1. What this workflow does
This workflow helps you talk with an OpenAI assistant that can find information from many documents stored as vector data.
It fixes problems like strange characters and missing citation details in answers.
The result is clean, easy-to-check answers with correct file names for sources.
It saves lots of time by stopping the need to fix or search citations manually after a chat.
You get fast, reliable text with good references from your documents.
2. Who should use this workflow
This workflow is good for knowledge workers who ask AI about many files.
Especially if you want clear citations and not messy AI answers.
People using OpenAI assistants with vector search will find it most useful.
Users who want to save half an hour or more per day fixing AI outputs will get real benefits.
If you want a cleaner way to share AI-generated info with coworkers, this helps.
3. Tools and services used
- n8n: Automation tool to run the workflow.
- LangChain Chat Trigger node: Starts chat inside n8n.
- OpenAI Assistant with Vector Store node: Questions AI plus document passage search.
- HTTP Request nodes: To get full thread messages and file info.
- Split Out nodes: Break down messages and citations.
- Set and Aggregate nodes: Prepare and collect citation info.
- Code node: Formats final text replacing raw citations.
These combine to handle input questions, process citations, and output good text.
4. Beginner step-by-step: How to use this workflow in n8n
Download and import the workflow
- Download the workflow file using the Download button on this page.
- Open your n8n editor.
- Use the Import from File option.
- Select the downloaded workflow file to add it.
Configure API keys and IDs
- Add your OpenAI API Key to the OpenAI credentials inside n8n.
- Check the OpenAI Assistant with Vector Store node and update the assistantId to your AI assistant’s ID.
- Verify other IDs like threadId or file IDs if needed.
Test and activate
- Run the workflow with a test query to see if it returns answers with citations.
- Fix any errors by checking credentials or inputs.
- Once working, activate the workflow to let users access it via the chat button in n8n.
Now the workflow works in production to give clean referenced answers.
Consider using self-host n8n if running on your own server.
5. How the workflow works
Inputs
- User asks a question via the chat button in n8n.
- The LangChain Chat Trigger node receives the input.
Processing steps
- The OpenAI Assistant with Vector Store node uses the question to search vector documents and make an AI answer that includes citation references.
- An HTTP Request node fetches all thread messages to get complete citation texts.
- Multiple Split Out nodes break down the thread messages into separate messages, then into content parts, and finally isolate each citation.
- For every citation, an HTTP Request fetches the file name from OpenAI’s file API using the file ID.
- A Set node cleans and organizes citation details.
- An Aggregate node gathers all citation info into one array.
- A Code node finishes by replacing raw citations in the answer with filename-based references using Markdown.
Output
The final text has clean content with clearly formatted citations.

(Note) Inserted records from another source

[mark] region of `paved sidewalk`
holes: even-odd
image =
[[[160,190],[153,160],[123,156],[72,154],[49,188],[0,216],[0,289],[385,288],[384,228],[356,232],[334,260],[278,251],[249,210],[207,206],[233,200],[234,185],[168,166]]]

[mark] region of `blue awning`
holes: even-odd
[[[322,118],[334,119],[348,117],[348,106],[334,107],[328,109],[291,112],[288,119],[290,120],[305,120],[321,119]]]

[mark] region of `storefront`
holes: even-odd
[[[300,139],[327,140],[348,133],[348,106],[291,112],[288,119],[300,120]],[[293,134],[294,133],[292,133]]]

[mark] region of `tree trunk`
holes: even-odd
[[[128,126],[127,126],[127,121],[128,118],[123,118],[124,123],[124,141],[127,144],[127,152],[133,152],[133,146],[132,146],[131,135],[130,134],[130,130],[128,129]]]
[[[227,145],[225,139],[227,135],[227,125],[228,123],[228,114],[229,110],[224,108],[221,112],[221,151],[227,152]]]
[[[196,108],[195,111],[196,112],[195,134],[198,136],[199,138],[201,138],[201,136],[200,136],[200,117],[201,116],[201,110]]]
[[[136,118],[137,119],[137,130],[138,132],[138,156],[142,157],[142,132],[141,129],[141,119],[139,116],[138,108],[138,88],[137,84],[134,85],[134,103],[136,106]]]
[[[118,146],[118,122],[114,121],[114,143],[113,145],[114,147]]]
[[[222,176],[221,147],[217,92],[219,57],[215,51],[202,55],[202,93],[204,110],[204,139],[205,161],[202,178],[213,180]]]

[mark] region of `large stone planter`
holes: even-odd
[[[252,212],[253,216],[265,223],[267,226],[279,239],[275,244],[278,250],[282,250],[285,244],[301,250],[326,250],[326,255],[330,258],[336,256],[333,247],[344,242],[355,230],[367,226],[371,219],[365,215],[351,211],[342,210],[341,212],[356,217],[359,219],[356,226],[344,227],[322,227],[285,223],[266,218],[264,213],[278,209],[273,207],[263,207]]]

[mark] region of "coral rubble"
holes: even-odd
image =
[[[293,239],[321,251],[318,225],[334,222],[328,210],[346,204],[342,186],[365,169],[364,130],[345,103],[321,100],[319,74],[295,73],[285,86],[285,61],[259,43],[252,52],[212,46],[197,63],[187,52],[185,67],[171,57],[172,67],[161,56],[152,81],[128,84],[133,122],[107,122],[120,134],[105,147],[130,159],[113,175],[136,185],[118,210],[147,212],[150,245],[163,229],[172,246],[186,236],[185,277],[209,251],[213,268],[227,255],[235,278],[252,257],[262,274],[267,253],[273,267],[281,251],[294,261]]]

This helps users trust and use the AI output faster.
6. Inputs and outputs details
Inputs
- User chat messages containing questions.
- OpenAI assistant ID linked to a vector file store.
Outputs
- Answer text with replaced citations showing original filenames.
- Well-structured JSON with conversation and file metadata.
This structure makes it easy to copy, share, or convert answers for reports.
7. Edge cases and troubleshooting
- Error authenticating with OpenAI API
Cause: Wrong or expired API Key in n8n credentials.
Fix: Update API Key inside n8n and test again. - No citations retrieved
Cause: Missing threadId or incomplete API response.
Fix: Ensure HTTP Request gets full thread messages; check data passing. - Missing file info for citation
Cause: File deleted or missing in OpenAI file list.
Fix: The workflow continues on error but check file existence.
Always keep Split Out nodes set to always output data.
Run test queries to confirm all parts work before production.
8. Customization ideas
- Change citation style inside Code node to use clickable links instead of just filenames.
- Enable optional Markdown to HTML node to get web-ready output.
- Add more documents in the OpenAI vector store and update assistantId accordingly.
- Edit LangChain Chat Trigger node UI text or chat settings for user experience.
These adjustments help tailor the workflow to fit different use cases.
9. Deployment basics
Activate the workflow in n8n by switching it on.
Users will see a chat button in the interface to ask questions.
Check workflow runs and logs to catch and fix issues.
Update API keys or assistantId if versions change.
If you want more control and uptime, consider running self-host n8n on a server.
This gives better availability for growing team use.
10. Summary of results
✓ Saves time fixing AI answers by automating citation retrieval.
✓ Gives cleaner, human-readable outputs with clear file references.
✓ Supports scalable document searches with vector data.
✓ Easy to import and configure in n8n.
✓ Improves trust and usability of AI-generated information.